College essay topic

So yesterday I wrote my rought draft for my common app essay on the topic of failure. I wrote about how one year when I tutored a kid I failed to become the teacher and instead became the student. I had failed to teach the kid how to read in an entire year. Even though I failed to teach her, my student taught me how failure doesn’t measure success.

I hope that summary makes sense. But anyways I chose this topic because tutoring these underprivileged kids in reading has dominated my high school career. It is something I love and want to continue for the rest of my life. I read online that it is best to start an essay with kind of like an antedote and then to get to the point, so it started my essay talking about how I won the contest for taking the fastest shower at camp. It plays off the idea that I was not going to fail at taking the fastest shower.

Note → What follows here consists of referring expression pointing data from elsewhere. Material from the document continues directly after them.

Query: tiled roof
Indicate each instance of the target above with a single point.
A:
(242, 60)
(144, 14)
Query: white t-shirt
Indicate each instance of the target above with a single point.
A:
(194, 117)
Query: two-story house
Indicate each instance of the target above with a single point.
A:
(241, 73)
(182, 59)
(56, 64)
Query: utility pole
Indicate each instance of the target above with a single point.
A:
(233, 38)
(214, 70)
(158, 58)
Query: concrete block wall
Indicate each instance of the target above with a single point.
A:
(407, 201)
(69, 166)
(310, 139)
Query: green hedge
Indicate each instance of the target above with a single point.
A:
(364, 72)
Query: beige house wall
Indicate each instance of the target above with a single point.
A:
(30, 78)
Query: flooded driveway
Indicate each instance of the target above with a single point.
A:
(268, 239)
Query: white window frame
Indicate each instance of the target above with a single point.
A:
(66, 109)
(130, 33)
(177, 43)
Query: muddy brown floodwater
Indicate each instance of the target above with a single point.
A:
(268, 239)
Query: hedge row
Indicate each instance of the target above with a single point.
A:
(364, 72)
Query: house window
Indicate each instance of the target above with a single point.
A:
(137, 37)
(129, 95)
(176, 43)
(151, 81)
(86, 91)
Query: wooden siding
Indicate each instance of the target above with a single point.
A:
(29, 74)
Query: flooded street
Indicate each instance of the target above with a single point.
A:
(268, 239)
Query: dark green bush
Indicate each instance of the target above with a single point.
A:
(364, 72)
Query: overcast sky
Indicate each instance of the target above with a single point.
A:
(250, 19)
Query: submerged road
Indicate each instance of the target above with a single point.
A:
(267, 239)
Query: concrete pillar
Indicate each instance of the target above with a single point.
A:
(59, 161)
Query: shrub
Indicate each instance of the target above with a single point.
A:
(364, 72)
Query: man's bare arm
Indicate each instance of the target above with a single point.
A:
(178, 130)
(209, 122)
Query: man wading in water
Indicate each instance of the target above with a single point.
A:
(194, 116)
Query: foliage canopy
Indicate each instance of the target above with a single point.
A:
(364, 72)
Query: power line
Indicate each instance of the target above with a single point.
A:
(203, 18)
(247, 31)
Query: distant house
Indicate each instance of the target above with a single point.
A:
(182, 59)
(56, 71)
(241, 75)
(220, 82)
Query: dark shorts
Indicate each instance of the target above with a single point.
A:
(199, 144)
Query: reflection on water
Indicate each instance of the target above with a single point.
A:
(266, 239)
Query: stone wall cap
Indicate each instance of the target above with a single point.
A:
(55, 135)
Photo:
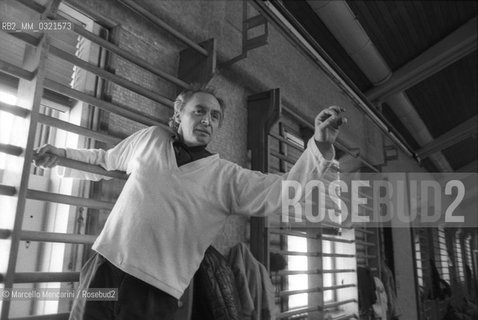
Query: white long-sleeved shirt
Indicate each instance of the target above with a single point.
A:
(166, 216)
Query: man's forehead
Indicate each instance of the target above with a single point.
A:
(206, 100)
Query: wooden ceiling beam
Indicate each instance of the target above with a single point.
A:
(470, 167)
(452, 48)
(452, 137)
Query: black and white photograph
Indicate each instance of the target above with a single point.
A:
(238, 160)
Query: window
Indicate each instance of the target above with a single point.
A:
(459, 258)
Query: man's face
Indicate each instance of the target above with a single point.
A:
(200, 118)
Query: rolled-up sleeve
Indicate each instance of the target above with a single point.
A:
(116, 158)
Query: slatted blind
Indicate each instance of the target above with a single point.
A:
(321, 261)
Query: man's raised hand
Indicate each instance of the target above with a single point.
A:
(327, 124)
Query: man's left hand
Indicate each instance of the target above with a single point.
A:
(327, 124)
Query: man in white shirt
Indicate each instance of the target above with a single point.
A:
(174, 203)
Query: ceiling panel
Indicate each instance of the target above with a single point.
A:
(401, 30)
(449, 97)
(305, 15)
(462, 153)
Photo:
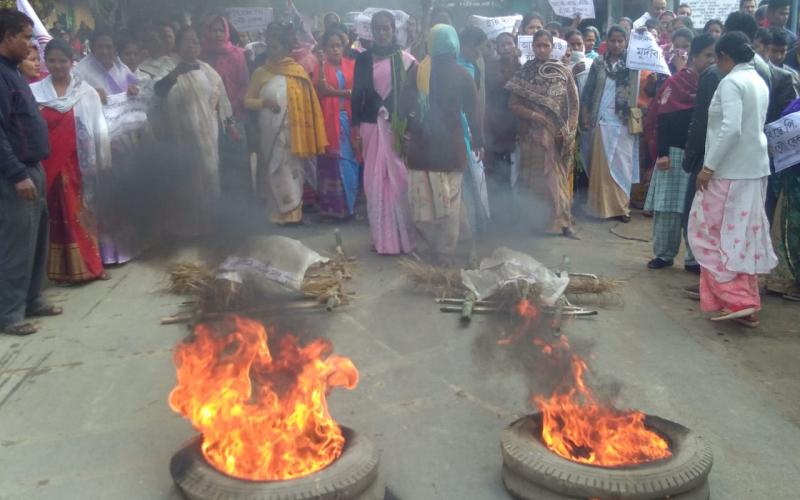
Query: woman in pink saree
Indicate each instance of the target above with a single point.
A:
(378, 130)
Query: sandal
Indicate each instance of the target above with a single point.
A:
(749, 321)
(46, 310)
(20, 329)
(728, 315)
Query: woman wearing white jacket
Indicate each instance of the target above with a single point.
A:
(728, 228)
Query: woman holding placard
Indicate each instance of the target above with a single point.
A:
(545, 100)
(608, 96)
(728, 226)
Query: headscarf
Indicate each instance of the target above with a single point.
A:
(331, 105)
(677, 94)
(306, 123)
(442, 41)
(229, 61)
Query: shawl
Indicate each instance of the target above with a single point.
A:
(677, 94)
(229, 62)
(114, 81)
(306, 123)
(548, 88)
(94, 145)
(601, 70)
(331, 105)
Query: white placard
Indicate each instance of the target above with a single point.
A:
(645, 54)
(704, 10)
(570, 8)
(363, 24)
(525, 46)
(249, 18)
(125, 113)
(559, 49)
(494, 26)
(784, 141)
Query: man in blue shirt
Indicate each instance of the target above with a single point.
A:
(24, 221)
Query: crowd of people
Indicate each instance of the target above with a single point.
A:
(428, 135)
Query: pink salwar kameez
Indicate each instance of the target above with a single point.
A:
(729, 234)
(385, 176)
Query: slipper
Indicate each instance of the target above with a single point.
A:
(46, 310)
(748, 322)
(726, 315)
(20, 329)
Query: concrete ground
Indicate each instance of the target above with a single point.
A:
(83, 411)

At first glance, I think your topic is ok (I mean depending on how you wrote it it could come off as too much of a “savior” feel but I haven’t seen the actual essay), but the shower anecdote at the beginning really doesn’t connect well at all with the main subject of your essay. Just my opinion, though

@yonceonhismouth what do you mean by savior feel? Like that I am trying to be the savior to the kid I was tutoring? And I know the shower thing is a little far fetched, but I tied it back into my essay. I talked about how I’ve always been good at taking fast showers so it would be easy for me to win the contest. And then I compared that to how I always excelled in reading and so I thought that teaching a kid how to read from scratch would be pretty simple. My essay is really not trying to be at all like I am a savior. I am just talking about how I failed at something, but still some success came out of it.

No, I agree with @yonceonhismouth; the notion of you saying that you thought it would be easy to teach a kid how to read from scratch could definitely be construed as savior-ish. But again, I haven’t read the essay so I don’t know.

@Philpsych I understand where y’all are coming from. I guess I thought it would be easy because I had done it in years past with the tutoring program. As I revise and present it to my college counselor, I will definitely bring up the savior problem!

Yea, just to clarify I wasn’t saying that’s how you meant for it to sound, but often admissions officers get that “tone” from it because they read a lot of essays on that theme.